Last updated: 2017-12-01

Code version: 61fd83c


Introduction

All scripts were run from the directory

cd /project2/gilad/joycehsiao/fucci-seq/code/

and under the conda environment fucci-seq. To activate the conda environment:

cd /project2/gilad/joycehsiao/fucci-seq
source activate fucci-seq

The raw image files are located at:

cd /project2/gilad/fucci-seq/code/images_curated

There are three majar steps in image processing. In each step, we use R script to perform the analysis and then use bash script to submit jobs to the cluster.

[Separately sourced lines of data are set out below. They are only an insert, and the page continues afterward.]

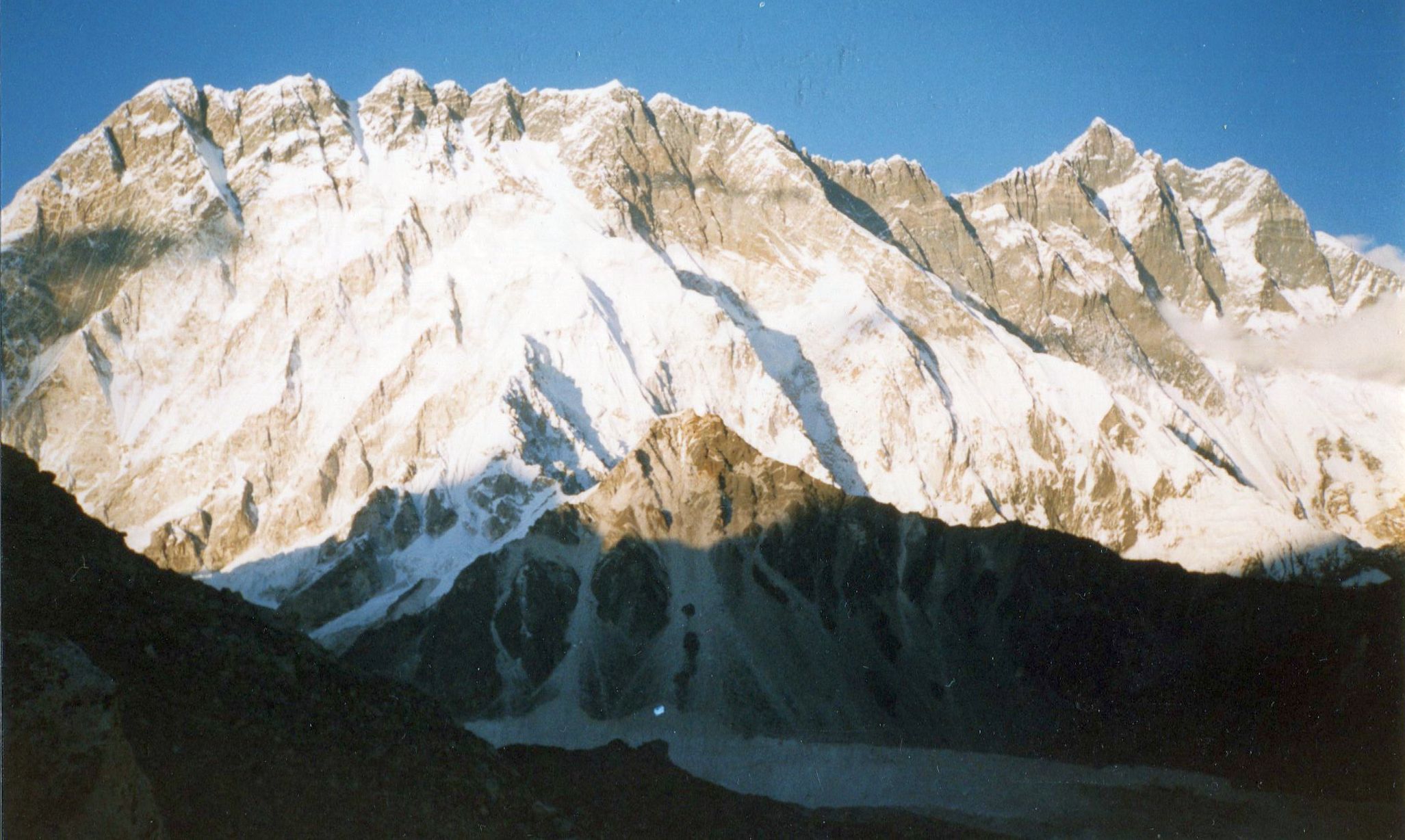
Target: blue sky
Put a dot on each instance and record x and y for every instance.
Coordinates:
(1311, 92)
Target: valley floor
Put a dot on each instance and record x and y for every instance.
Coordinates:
(992, 793)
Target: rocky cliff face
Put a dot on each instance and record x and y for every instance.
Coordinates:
(237, 319)
(142, 704)
(703, 588)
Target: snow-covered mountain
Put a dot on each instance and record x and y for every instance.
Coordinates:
(703, 592)
(274, 333)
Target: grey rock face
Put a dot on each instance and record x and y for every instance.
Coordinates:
(805, 613)
(260, 306)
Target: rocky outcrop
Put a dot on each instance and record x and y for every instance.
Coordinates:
(233, 317)
(69, 769)
(142, 704)
(739, 594)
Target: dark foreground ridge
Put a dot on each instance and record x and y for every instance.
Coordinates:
(724, 586)
(141, 703)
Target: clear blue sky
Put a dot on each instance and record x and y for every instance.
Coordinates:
(1311, 92)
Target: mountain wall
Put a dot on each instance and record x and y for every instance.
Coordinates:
(246, 328)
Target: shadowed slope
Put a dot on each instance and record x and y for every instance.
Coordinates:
(743, 594)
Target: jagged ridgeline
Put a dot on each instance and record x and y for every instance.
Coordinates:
(326, 352)
(744, 596)
(142, 704)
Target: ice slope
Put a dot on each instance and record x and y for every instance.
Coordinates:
(235, 315)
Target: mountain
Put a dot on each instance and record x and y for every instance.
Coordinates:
(142, 704)
(328, 352)
(701, 589)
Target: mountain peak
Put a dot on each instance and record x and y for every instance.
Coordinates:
(1100, 138)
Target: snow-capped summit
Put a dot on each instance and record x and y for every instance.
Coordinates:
(269, 332)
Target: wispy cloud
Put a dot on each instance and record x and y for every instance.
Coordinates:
(1366, 345)
(1384, 254)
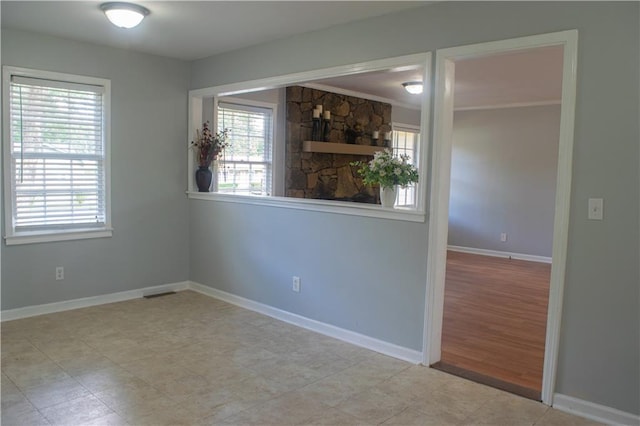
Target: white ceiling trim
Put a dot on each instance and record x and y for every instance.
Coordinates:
(510, 105)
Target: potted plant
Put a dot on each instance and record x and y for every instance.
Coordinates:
(207, 146)
(389, 172)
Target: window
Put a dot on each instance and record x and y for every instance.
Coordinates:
(56, 162)
(406, 140)
(247, 163)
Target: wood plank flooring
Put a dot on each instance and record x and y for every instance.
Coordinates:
(495, 315)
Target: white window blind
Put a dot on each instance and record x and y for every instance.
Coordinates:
(247, 165)
(57, 152)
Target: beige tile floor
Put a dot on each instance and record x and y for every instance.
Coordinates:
(188, 359)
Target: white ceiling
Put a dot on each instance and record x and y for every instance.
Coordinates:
(191, 30)
(532, 76)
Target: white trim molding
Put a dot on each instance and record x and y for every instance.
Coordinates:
(593, 411)
(386, 348)
(504, 254)
(85, 302)
(336, 207)
(440, 186)
(418, 60)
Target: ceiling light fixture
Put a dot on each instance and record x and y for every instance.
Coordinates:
(124, 15)
(413, 87)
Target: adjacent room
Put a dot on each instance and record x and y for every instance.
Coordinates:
(156, 269)
(506, 129)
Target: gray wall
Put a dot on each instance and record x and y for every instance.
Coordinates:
(362, 262)
(148, 156)
(405, 115)
(503, 179)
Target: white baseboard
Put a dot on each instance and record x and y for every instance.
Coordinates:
(505, 254)
(593, 411)
(85, 302)
(354, 338)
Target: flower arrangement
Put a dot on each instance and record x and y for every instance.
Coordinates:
(387, 170)
(209, 145)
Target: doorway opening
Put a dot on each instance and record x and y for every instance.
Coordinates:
(504, 233)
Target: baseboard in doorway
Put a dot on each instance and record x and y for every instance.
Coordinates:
(503, 254)
(489, 381)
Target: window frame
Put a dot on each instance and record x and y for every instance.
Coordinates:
(415, 159)
(199, 100)
(273, 109)
(60, 233)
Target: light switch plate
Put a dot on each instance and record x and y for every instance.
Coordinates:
(596, 206)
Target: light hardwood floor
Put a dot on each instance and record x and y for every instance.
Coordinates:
(187, 359)
(495, 315)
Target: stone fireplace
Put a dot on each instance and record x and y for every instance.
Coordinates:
(329, 175)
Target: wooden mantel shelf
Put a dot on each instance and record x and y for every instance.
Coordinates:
(339, 148)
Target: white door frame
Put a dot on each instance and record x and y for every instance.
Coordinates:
(440, 182)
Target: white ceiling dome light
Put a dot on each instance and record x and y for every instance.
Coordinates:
(413, 87)
(124, 15)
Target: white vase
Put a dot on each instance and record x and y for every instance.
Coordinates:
(388, 196)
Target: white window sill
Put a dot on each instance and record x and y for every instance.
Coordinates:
(337, 207)
(51, 236)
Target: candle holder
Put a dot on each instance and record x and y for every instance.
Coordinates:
(326, 126)
(387, 140)
(316, 129)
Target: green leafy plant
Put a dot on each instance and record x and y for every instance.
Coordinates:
(386, 170)
(209, 145)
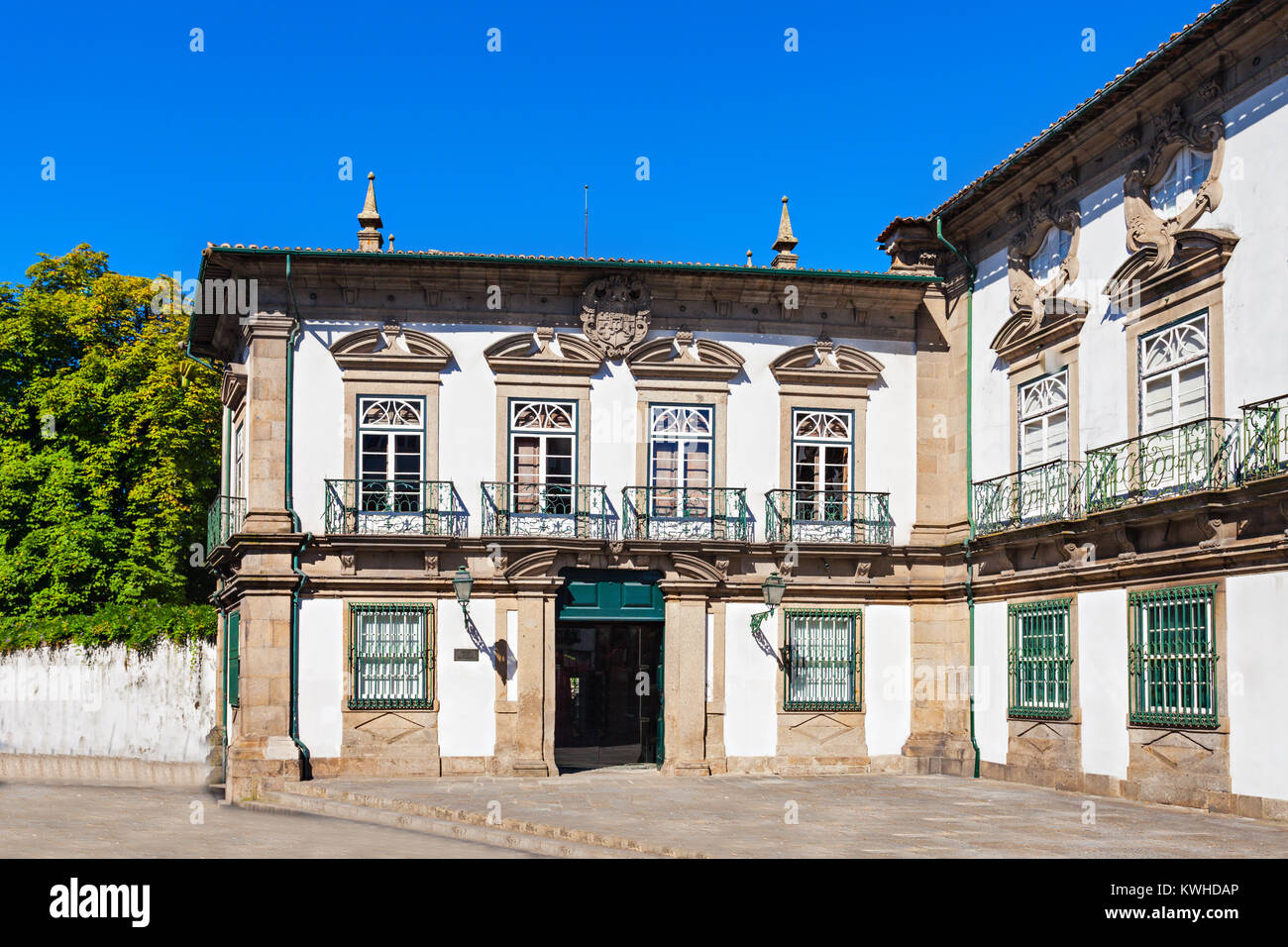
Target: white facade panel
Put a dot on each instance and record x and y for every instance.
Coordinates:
(1257, 648)
(751, 720)
(991, 681)
(322, 671)
(467, 689)
(1103, 681)
(887, 672)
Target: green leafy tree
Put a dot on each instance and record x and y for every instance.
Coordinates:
(108, 442)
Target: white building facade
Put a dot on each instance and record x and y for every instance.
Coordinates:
(1013, 508)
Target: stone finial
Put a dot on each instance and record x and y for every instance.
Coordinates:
(786, 243)
(370, 237)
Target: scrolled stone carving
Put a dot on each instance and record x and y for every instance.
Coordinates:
(1146, 231)
(1042, 213)
(614, 313)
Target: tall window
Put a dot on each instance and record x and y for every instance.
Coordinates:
(1038, 660)
(681, 442)
(1172, 657)
(1047, 258)
(822, 659)
(390, 453)
(237, 479)
(822, 463)
(1043, 421)
(542, 455)
(1173, 368)
(390, 656)
(1176, 189)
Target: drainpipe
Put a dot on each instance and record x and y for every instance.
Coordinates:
(971, 272)
(305, 764)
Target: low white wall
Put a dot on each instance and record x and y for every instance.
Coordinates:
(110, 702)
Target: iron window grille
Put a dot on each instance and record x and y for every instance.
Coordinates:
(390, 656)
(1171, 657)
(823, 659)
(232, 667)
(1039, 663)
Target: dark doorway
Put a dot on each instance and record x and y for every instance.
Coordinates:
(606, 697)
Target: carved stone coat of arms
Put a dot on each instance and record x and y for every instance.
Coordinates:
(614, 313)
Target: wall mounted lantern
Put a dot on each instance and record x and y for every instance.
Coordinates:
(463, 581)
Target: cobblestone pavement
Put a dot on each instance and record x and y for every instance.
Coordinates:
(39, 821)
(846, 815)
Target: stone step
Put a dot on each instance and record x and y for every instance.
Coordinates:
(297, 804)
(318, 789)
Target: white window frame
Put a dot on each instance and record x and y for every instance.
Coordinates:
(686, 493)
(544, 433)
(1043, 414)
(1173, 367)
(818, 505)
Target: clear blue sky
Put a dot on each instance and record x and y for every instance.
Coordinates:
(159, 150)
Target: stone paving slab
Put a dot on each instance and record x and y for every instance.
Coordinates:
(40, 821)
(841, 815)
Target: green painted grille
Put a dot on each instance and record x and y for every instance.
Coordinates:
(232, 630)
(390, 656)
(1038, 660)
(1172, 657)
(822, 659)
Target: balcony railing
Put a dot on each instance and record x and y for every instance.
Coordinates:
(1265, 438)
(824, 515)
(1042, 493)
(687, 513)
(548, 509)
(1183, 459)
(223, 519)
(372, 506)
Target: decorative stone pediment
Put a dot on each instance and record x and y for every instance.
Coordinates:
(544, 352)
(393, 347)
(233, 388)
(614, 313)
(1146, 231)
(684, 357)
(1029, 331)
(1196, 254)
(827, 364)
(1039, 215)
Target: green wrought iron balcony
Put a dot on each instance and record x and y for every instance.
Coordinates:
(223, 519)
(1183, 459)
(687, 513)
(1042, 493)
(827, 515)
(575, 510)
(1265, 438)
(372, 506)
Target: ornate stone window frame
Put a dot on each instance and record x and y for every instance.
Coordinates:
(390, 361)
(550, 367)
(683, 369)
(824, 376)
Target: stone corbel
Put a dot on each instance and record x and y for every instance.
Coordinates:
(1216, 532)
(1076, 554)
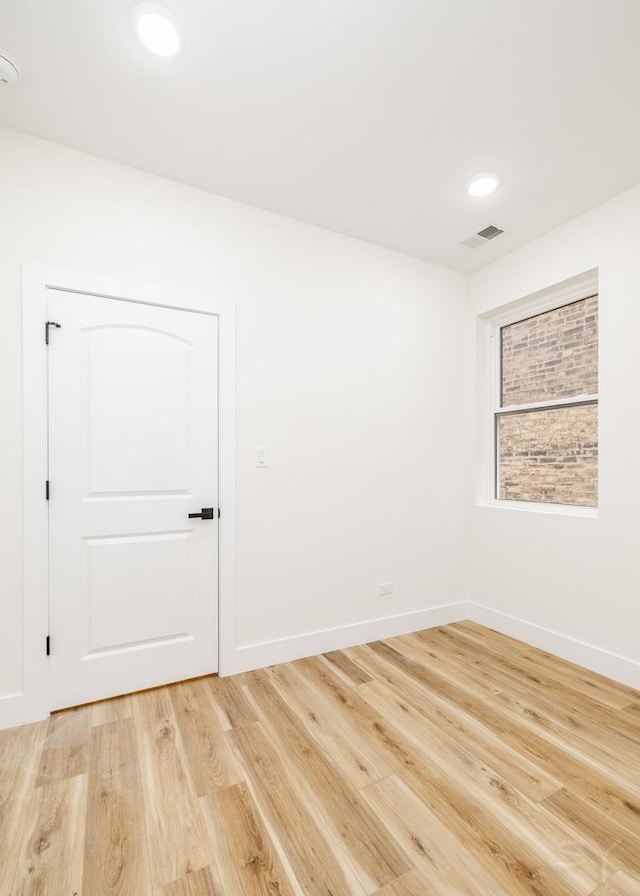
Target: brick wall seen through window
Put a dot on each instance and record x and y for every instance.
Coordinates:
(550, 454)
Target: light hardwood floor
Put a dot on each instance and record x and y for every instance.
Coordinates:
(451, 762)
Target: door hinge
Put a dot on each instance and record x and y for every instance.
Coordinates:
(49, 323)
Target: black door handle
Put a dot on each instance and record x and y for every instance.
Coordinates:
(205, 514)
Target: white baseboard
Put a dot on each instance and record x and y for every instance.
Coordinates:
(596, 659)
(269, 653)
(11, 710)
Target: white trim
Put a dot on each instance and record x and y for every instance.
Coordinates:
(549, 405)
(11, 710)
(574, 289)
(592, 658)
(36, 281)
(283, 650)
(538, 507)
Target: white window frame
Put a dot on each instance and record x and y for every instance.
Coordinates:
(489, 331)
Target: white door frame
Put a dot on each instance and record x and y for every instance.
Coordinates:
(36, 280)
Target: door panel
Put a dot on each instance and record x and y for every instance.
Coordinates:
(132, 451)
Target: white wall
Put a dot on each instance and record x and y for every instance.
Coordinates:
(567, 582)
(347, 370)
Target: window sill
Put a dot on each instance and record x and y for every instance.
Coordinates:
(531, 507)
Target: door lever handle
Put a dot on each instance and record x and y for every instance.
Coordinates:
(205, 514)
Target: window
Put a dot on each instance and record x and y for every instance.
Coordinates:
(546, 415)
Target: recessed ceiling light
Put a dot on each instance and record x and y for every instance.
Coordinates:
(156, 29)
(483, 185)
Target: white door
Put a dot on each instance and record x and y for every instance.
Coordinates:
(133, 450)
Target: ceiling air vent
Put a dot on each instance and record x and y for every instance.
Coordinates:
(482, 236)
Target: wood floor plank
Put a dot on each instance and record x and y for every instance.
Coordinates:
(66, 748)
(172, 814)
(366, 844)
(444, 686)
(314, 864)
(210, 762)
(590, 684)
(410, 884)
(196, 883)
(598, 826)
(518, 675)
(52, 851)
(20, 751)
(111, 710)
(116, 859)
(357, 759)
(516, 861)
(355, 673)
(246, 859)
(522, 821)
(451, 762)
(620, 884)
(230, 702)
(487, 746)
(433, 849)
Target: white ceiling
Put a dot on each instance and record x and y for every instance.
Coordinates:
(365, 117)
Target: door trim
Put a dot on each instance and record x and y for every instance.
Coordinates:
(36, 280)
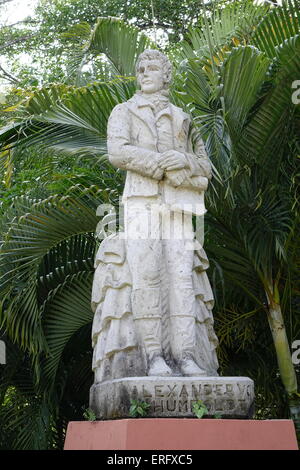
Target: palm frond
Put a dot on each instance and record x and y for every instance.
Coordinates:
(279, 24)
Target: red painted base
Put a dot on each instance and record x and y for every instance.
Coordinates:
(181, 434)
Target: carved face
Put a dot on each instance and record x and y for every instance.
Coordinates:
(150, 76)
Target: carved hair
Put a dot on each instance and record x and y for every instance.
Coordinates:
(153, 54)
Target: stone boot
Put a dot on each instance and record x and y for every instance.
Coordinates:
(188, 366)
(158, 366)
(183, 331)
(149, 332)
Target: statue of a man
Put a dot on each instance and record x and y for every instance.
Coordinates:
(166, 178)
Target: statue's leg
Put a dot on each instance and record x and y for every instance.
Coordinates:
(144, 258)
(182, 301)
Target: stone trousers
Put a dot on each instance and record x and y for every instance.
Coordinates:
(160, 256)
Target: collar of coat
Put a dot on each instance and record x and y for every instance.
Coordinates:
(142, 108)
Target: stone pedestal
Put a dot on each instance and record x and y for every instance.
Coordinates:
(181, 434)
(173, 397)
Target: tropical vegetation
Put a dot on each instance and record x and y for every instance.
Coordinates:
(233, 72)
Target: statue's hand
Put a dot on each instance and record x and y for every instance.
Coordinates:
(176, 177)
(173, 160)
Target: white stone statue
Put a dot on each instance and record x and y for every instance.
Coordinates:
(151, 295)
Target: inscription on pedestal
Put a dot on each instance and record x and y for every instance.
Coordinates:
(175, 396)
(181, 398)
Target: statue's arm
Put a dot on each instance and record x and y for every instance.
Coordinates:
(122, 153)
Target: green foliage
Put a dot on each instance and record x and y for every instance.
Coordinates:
(89, 415)
(200, 409)
(138, 409)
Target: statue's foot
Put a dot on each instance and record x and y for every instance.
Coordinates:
(189, 368)
(159, 367)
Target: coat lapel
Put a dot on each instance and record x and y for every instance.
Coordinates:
(141, 109)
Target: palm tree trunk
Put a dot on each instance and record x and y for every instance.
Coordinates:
(284, 358)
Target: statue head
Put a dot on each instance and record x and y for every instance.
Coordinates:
(153, 71)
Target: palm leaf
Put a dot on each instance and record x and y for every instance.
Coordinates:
(279, 24)
(269, 127)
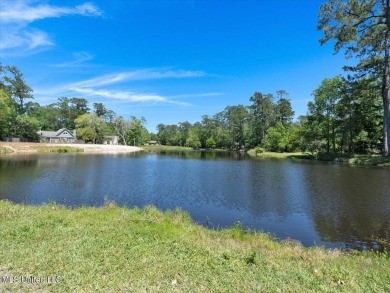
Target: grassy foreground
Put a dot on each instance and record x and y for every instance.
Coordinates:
(121, 250)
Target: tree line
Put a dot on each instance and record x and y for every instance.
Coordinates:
(345, 117)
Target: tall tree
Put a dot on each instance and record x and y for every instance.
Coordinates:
(262, 116)
(283, 111)
(362, 27)
(17, 87)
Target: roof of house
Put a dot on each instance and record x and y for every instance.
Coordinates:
(63, 132)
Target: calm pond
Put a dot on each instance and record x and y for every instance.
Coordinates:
(316, 203)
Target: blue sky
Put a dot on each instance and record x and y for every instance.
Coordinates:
(169, 61)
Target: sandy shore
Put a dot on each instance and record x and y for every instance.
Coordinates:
(29, 147)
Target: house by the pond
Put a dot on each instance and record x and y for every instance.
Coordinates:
(153, 142)
(110, 140)
(62, 135)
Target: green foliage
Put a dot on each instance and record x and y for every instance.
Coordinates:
(25, 128)
(259, 150)
(90, 127)
(15, 86)
(7, 114)
(210, 143)
(193, 140)
(363, 29)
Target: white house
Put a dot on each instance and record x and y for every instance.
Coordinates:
(62, 135)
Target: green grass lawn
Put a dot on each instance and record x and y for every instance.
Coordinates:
(4, 150)
(114, 249)
(362, 160)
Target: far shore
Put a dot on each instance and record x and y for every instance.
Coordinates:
(30, 147)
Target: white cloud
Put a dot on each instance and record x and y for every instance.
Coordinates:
(17, 15)
(141, 74)
(79, 57)
(16, 11)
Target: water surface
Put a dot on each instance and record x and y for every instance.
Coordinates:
(316, 203)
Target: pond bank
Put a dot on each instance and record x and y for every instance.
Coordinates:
(357, 160)
(120, 249)
(29, 147)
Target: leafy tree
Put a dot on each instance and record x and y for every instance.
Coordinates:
(276, 139)
(121, 127)
(26, 128)
(363, 29)
(283, 111)
(326, 97)
(237, 118)
(262, 116)
(210, 143)
(7, 114)
(193, 139)
(90, 127)
(16, 86)
(100, 110)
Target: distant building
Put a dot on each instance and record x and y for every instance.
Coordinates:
(62, 135)
(110, 140)
(153, 142)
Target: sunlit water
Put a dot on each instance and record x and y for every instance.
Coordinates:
(316, 203)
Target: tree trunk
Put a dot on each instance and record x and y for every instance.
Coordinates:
(386, 118)
(386, 86)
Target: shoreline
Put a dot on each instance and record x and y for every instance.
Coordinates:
(351, 160)
(31, 147)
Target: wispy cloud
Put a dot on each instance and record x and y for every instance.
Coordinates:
(78, 59)
(17, 15)
(105, 86)
(127, 96)
(141, 74)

Step 1: Detect nucleus outline

Step 2: Combine images from all channels

Step 3: Compute summary metrics for image intensities

Detect nucleus outline

fucciMask.R processes data for one plate at a time, from reading in images from all four channels (/project2/gilad/fucci-seq/images_curated/plateID), detecting nucleus edge using DAPI channel, outputing cropped images fro each channel (/scratch/midway2/joycehsiao/fucci-seq/images_processed), to saving matrices identifying areas inside nucleus (/project2/gilad/fucci-seq/intensities/plateID/*.ints.rds), matrices containing pixel intensities for each channel (/project2/gilad/fucci-seq/intensities/plateID/*.ints.rds) and matrices containg the number of nuclei detected for each sample (project2/gilad/fucci-seq/intensities/*.rds).

submit-fucciMask.sh submits batch jobs running fucciMask.R for one plate a time.

bash submit-fucciMask.sh

Combine images from all channels

makeWellIdImages.R creates labels (00001, …, 00096) for the images files and saves the labels in /project2/gilad/fucci-seq/images_wellid.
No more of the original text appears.